Readers occasionally ask eFinancialCareers News to recommend a resume coach. While that isn't something we do, on occasion we have provided advice about how to identify a good one. This week The Wall Street Journal weighed in with five useful tips.
1. Make sure the resume expert knows the finance industry.
This is absolutely crucial, since a resume that omits the right keywords or uses a finance term incorrectly is deletion-bait for most any screener or decision maker.
One way to check: Ask the prospective resume coach for client references who are financial professionals.
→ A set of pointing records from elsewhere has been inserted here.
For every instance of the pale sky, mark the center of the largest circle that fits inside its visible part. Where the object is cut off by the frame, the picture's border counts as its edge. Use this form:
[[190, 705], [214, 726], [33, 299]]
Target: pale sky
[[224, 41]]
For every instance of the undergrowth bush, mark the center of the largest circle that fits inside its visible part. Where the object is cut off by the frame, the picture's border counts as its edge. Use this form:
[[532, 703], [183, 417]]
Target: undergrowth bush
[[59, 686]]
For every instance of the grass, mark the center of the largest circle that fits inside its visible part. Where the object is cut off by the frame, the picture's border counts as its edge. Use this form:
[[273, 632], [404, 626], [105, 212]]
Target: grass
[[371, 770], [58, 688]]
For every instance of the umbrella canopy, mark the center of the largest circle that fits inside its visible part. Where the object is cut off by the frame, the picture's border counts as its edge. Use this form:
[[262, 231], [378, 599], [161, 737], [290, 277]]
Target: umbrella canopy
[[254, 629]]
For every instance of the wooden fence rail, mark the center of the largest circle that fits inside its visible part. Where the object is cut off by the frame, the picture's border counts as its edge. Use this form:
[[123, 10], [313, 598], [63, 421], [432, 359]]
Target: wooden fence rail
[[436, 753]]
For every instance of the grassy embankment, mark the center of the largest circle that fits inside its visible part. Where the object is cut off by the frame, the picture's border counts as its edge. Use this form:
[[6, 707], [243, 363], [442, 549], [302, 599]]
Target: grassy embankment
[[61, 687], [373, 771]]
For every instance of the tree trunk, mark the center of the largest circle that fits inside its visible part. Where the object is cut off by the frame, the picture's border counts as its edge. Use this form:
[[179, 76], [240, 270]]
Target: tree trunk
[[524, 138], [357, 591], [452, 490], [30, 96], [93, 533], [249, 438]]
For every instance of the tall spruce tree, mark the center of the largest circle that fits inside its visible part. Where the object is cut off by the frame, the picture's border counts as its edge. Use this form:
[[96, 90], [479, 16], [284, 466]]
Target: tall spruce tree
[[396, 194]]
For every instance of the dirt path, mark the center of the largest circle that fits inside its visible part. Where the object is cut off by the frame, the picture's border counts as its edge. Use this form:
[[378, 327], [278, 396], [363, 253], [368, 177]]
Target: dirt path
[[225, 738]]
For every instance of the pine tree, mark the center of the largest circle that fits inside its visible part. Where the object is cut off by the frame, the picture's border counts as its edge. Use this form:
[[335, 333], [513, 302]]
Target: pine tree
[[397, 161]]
Also ask if she has other finance-industry affiliations or connections.
2. Extend your due diligence beyond the coach's own website.
Ask to see resume samples beyond those displayed on the website. And look past published client testimonials, by contacting the human beings who wrote or approved those glowing words.
3. Has the coach helped people at your career level?
Many career experts gear their services toward C-suite or other senior-level clients. If you're seeking a mid-level or entry level job, their experience and instincts probably won't mesh with your needs.
4. Ask about the professional's "writing process and communication style."
There is a sizable industry that churns out canned resumes that often suffer flaws like extreme over-hyping (which a seasoned recruiter can spot instantly, consigning your resume to the "delete" key) or generic language that fails to convey your unique background or skills. To avoid those bottom-feeders, make sure your prospective coach plans to devote time to you individually, through detailed phone interviews, extensive questionnaires and/or a multi-stage revision process in which you will have input. WSJ writer Alina Dizik adds:
If the writer promises an overly-speedy turnaround time, or doesn't ask for information beyond a copy of your current resume, that's often a sign that you won't get a high-quality rewrite in return.
5. What did the professional do before going into the resume writing business?
Previous experience as an executive recruiter or human resources manager is "a major asset," Dizik notes. In contrast, a long career operating a flower shop would not bode well.
Remember: The resume writer is a person you are thinking about hiring. So put on your hiring manager's hat. See what search engines bring up under the writer's name, check out their profiles on business networking sites, and verify their membership with professional associations or certifications they claim affiliation with.